To Tundra:
Well, I think I can hold the argument and we as a community ca clarify many questions I have.
I must state one more time that I'm coming at that particular moment from strictly ACADEMIC background and care only about several theoretical issues, such as:
CONTINUITY( everything changes slowly),
CONSISTENCY (if there are two ways to get to the same number, number should be the same at the end of both ways) and
UNIFORMITY ( similar events treated similarly)
I'm not saying current system doesn't stand to these criteriaa, I'm just checking whether it is without prior prejudice, OK?
Now lets go along the lines of your answer
First of all:
> I think it's a fluke that the average BAOC Sprint Series runner
> scores about 50 USOF (Blue) points.
It is OK, with me.... ( maybe because I have no clue what 50 Blue points are? :)
Do you think it is higher or lower? :)
Now the question: What is 50 Blue points. Is it or should it be different then 50 Yellow points?
My Opinion:
UNIDORMITY tells me that 50 Yellow points should be the same as 50 Blue, meaning you with 100 Blue points run Yellow with gnarliness 2000 in 20 minutes and run Blue Sprint with gnarliness 2000 in the same 20 minutes. And runner with Yellow 50 points runs same Blue sprint in 40 minutes if finishes.... and same yellow in same 40 minutes.
I'm not talking here about the fact that most people running and even winning Yellow will be 30 point runners and it might be not politically correct to tell them that. We can normalize it later, before the award ceremony. But I would like to be able to predict how much time it will take me to run Yellow course even if I always run Red, and I think CONSISTENCY should allow me to have that.
And one more example on importance of CONSISTENCY
Here is data from
http://www.usof-rankings.org/ for "O in the Oaks Sprint"
Event # GV Course Date Club Event Description
34 1026 Blue 2008/11/14 BAOC O in the Oaks Sprint
38 1247 Red 2008/11/14 BAOC O in the Oaks Sprint
47 1387 Green 2008/11/14 BAOC O in the Oaks Sprint
35 1878 Brown 2008/11/14 BAOC O in the Oaks Sprint
I was not running O in the Oaks, Sprint, but What would my performance be if I perform to my normal level? My age puts me into Blue, but I normally run Green. and my score is about 50 in Sprint Series.
GV is different by factor of 80% for EXACTLY the same course, just because of the fact that set of slower runners registered for brown and set of faster registered for Blue.
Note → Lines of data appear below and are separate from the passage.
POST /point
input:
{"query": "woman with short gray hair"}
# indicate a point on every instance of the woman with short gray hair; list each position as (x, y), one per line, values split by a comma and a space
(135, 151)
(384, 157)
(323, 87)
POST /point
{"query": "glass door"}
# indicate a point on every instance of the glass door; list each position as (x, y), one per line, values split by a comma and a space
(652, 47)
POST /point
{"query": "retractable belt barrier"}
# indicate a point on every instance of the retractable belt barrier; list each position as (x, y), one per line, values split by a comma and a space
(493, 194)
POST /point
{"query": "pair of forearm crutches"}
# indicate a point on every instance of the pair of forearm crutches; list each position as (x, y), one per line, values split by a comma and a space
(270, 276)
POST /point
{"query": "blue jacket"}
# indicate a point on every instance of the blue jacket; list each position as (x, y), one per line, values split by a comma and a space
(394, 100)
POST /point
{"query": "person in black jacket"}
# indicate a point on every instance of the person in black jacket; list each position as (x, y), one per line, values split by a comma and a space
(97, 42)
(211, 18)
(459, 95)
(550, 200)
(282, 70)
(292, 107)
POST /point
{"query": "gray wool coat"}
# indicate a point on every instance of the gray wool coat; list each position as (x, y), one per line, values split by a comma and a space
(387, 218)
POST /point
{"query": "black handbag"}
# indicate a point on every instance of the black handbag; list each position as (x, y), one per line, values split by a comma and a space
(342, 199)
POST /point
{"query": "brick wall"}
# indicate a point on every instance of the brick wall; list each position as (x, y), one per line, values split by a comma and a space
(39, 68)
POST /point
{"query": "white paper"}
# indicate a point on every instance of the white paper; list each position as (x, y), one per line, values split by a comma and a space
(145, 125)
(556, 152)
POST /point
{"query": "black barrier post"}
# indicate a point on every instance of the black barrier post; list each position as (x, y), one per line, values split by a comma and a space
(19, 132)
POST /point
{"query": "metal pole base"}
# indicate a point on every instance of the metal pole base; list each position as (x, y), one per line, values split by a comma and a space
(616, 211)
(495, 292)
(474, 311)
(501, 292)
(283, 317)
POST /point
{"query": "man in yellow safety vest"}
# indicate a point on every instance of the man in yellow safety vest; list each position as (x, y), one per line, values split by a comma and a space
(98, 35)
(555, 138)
This doesn't have sense to me.
Score As I propose to define it is stable and continuous measure of persons performance and will not change after his 55th birthday (if he do not broke his leg, of course)
My opinion:
One course should have one GV, then winner in Blue will get his 100 or so points, and winner in Brown get his 60 or so points, which demonstrate his actual ability to run the same course.
Normalize later when award presentation is coming to make everybody A student...
> Had you chosen a different population, you would have had a different average.
You are correct here.
But I only care about CONTINUITY, which is preserved. As I tried to say in my write-out, given population fairly large, average moves quite slowly, unlike average over top 3 leaders which changes drastically ( up to 20%) within couple races with presence or absence of SINGLE high level runner.
> The average of a population is a poor thing to normalize to, and it should become very evident once you get, say, a large group of JROTC.
I first was going to write : I'm eager to prove that you are wrong",
but I will say : " I'm eager to get this large JROTC population data and test my hypothesis against it, as the only data set I have is BAOC, and then we talk with numbers at hands", scientific, eh?
> IOF does something quite similar in that they normalize their points (which are calculated differently from USOF points in that they are linear in time, not in speed)
Do you have reference to their methodology? It will be interesting to see.
> to the average runner, but they go to pains to exclude the slowest people.
I would be strongly against it as this contradicts UNIFORMITY again, nothing should be excluded
> There is a "threshold of slow" that one must be faster than, in order to be considered a part of the population.
> Perhaps with a similar constraint it would make sense to normalize USOF/BAOC points to the average of the faster population
Well, this is similar to what they did in formula1 when you have to be in 107% in order to get to the start. It would be not so difficult to implement by just calling some slow people as Non Qualified (in a way equal to DNF)
My current thought here is that such drastic measures only are important in high level professional events ( and it happens in a way by pre-qualification) , or if one would have disproportionally high number of recreational ( should-be-white) runners on blue course, which is definitely not the case of BAOC Sprint, and most probably not the case in most of our events. Worst I can imagine to happen is that average will drop and top people will constantly be getting 120-150 scores, which his not important to me.
NOTE: Remember in my post I did plain normalization to 50 point average and top runner automatically was in 100 point zone. This is not required by any normalization and could be different if different population were taken.